The monthly instalment payments for heating will at least triple in the coming year. The federal regulatory agency blames the sharp increase on the price explosion in the gas market due to dwindling Russian imports
The President of the Federal Network Agency for Electricity, Gas, Telecommunications, Post and Railway (German: Bundesnetzagentur or BNetzA), Klaus Müller, has warned of a tripling of gas prices or an even greater price increase for consumers. The agency regulates the electricity, gas, telecommunications, post and railway markets in Germany.
“For those who are now receiving their heating bills, the charges are already doubling – and that’s not even taking into account the consequences of the Ukraine war,” Müller, told Redaktionsnetzwerk Deutschland. “From 2023 onwards, gas customers will have to be prepared for a threefold increase in the rates, at the very least.”
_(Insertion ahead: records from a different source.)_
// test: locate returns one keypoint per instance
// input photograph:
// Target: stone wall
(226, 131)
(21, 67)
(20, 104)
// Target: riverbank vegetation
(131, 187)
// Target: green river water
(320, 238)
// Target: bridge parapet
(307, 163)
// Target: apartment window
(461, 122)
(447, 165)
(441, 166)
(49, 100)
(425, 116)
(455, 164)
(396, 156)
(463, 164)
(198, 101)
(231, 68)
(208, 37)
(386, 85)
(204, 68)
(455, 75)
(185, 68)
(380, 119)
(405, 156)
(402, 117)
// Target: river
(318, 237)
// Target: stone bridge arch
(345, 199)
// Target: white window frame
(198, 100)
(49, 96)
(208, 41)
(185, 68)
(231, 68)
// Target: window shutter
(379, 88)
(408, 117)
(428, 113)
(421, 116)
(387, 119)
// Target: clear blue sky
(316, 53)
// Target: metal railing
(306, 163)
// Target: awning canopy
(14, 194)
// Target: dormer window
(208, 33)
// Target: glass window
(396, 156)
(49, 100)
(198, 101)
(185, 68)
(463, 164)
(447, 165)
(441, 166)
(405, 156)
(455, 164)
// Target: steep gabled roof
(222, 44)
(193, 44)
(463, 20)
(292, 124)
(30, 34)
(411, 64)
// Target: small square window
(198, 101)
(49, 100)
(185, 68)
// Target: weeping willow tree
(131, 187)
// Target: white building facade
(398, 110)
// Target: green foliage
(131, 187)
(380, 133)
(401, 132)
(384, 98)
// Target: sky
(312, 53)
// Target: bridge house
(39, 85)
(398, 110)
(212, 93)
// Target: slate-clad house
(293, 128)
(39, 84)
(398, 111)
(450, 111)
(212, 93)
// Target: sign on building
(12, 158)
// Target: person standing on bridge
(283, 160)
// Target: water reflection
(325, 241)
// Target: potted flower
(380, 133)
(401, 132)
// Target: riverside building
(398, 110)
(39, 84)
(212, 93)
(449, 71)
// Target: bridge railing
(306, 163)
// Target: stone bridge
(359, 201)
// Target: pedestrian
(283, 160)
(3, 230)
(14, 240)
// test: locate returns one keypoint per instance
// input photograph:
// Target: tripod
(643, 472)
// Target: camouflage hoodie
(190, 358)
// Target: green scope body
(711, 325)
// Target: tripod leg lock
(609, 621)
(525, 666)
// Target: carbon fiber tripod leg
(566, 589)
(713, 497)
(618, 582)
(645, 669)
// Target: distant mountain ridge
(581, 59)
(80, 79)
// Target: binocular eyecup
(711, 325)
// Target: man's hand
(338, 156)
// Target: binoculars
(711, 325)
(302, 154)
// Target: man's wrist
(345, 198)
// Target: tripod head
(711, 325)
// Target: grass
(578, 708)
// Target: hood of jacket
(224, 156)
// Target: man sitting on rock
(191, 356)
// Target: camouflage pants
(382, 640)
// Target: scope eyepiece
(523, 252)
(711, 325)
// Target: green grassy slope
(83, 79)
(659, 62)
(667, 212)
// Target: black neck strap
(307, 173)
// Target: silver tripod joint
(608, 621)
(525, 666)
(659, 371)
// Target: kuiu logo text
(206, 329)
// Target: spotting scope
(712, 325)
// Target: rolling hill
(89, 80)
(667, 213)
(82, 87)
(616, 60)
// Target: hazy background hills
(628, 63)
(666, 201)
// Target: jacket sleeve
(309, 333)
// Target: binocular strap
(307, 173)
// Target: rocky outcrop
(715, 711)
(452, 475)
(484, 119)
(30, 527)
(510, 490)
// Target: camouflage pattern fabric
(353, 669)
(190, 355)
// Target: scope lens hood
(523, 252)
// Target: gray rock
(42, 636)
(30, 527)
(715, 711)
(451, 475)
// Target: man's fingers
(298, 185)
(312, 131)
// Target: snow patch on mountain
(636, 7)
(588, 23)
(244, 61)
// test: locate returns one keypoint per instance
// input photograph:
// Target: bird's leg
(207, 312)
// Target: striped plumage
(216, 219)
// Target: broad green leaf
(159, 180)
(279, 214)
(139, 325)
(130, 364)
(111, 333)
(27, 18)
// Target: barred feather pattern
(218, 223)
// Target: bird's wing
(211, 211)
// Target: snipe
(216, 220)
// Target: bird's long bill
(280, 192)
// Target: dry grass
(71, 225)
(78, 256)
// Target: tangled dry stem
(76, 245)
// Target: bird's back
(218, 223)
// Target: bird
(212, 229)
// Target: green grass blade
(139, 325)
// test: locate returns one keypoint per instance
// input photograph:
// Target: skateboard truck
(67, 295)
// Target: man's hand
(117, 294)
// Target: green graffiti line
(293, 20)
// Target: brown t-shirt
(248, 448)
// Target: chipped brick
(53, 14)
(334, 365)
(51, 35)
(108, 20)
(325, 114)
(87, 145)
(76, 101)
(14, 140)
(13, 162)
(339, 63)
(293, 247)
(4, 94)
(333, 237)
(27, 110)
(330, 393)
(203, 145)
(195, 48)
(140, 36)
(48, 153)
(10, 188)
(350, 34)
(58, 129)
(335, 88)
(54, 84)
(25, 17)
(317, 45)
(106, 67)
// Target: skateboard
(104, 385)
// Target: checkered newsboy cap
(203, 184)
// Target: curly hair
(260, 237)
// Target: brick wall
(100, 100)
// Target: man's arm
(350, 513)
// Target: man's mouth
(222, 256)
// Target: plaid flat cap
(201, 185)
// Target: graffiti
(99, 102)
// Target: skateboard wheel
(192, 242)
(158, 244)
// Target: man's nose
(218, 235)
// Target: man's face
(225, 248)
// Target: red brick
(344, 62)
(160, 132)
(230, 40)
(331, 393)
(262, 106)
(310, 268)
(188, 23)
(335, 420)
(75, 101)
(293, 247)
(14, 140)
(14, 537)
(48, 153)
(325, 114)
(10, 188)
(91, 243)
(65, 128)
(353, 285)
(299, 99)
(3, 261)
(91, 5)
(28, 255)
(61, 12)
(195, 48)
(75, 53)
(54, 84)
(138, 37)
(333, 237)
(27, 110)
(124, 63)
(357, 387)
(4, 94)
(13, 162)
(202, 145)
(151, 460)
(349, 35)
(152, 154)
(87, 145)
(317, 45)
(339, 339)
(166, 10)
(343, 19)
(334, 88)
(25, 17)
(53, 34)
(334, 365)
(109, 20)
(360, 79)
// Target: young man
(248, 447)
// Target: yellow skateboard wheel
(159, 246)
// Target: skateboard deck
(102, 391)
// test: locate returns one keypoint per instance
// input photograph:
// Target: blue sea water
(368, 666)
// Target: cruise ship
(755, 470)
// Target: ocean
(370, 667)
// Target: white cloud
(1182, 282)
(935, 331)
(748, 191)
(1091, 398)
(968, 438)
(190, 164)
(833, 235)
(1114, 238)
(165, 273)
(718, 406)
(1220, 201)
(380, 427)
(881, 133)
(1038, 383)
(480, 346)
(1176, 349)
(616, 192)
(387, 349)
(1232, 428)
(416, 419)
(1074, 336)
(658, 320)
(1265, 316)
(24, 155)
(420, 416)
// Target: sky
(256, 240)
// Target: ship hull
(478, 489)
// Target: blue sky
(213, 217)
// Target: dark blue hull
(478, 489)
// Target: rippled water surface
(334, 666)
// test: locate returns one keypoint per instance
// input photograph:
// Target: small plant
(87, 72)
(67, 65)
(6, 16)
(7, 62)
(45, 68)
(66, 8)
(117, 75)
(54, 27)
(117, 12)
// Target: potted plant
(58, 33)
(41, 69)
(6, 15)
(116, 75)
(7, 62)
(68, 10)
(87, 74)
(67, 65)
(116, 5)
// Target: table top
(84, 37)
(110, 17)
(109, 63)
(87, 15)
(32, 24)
The Federal Association of Consumer Centres reckons that a household with an average annual consumption of 20,000 kilowatt hours of gas can already expect additional costs of 1000 to 2000 euros for this year. “This amount can still increase significantly, especially if the sharply rising gas prices were passed on directly to private households,” said energy expert Thomas Engelke, in an interview with the newspaper Frankfurter Allgemeine Zeitung.
It is “absolutely realistic” that customers who currently pay 1500 euros a year for gas will be charged 4500 euros and more in the future, Müller said. “I have two messages [to consumers]. Firstly, voluntarily increase your instalment or put some money aside each month, for example into a special account. Secondly, talk to your landlord or a tradesman if he is still available. What can you do to optimise your heating?”
Germany relies heavily on imported Russian gas and the war in Ukraine is drastically impacting energy prices. “Uncertainties about the continuation of Russian gas supplies are creating a noticeably gloomier outlook for the second half of the year,” the Economy ministry said in its monthly report published last week.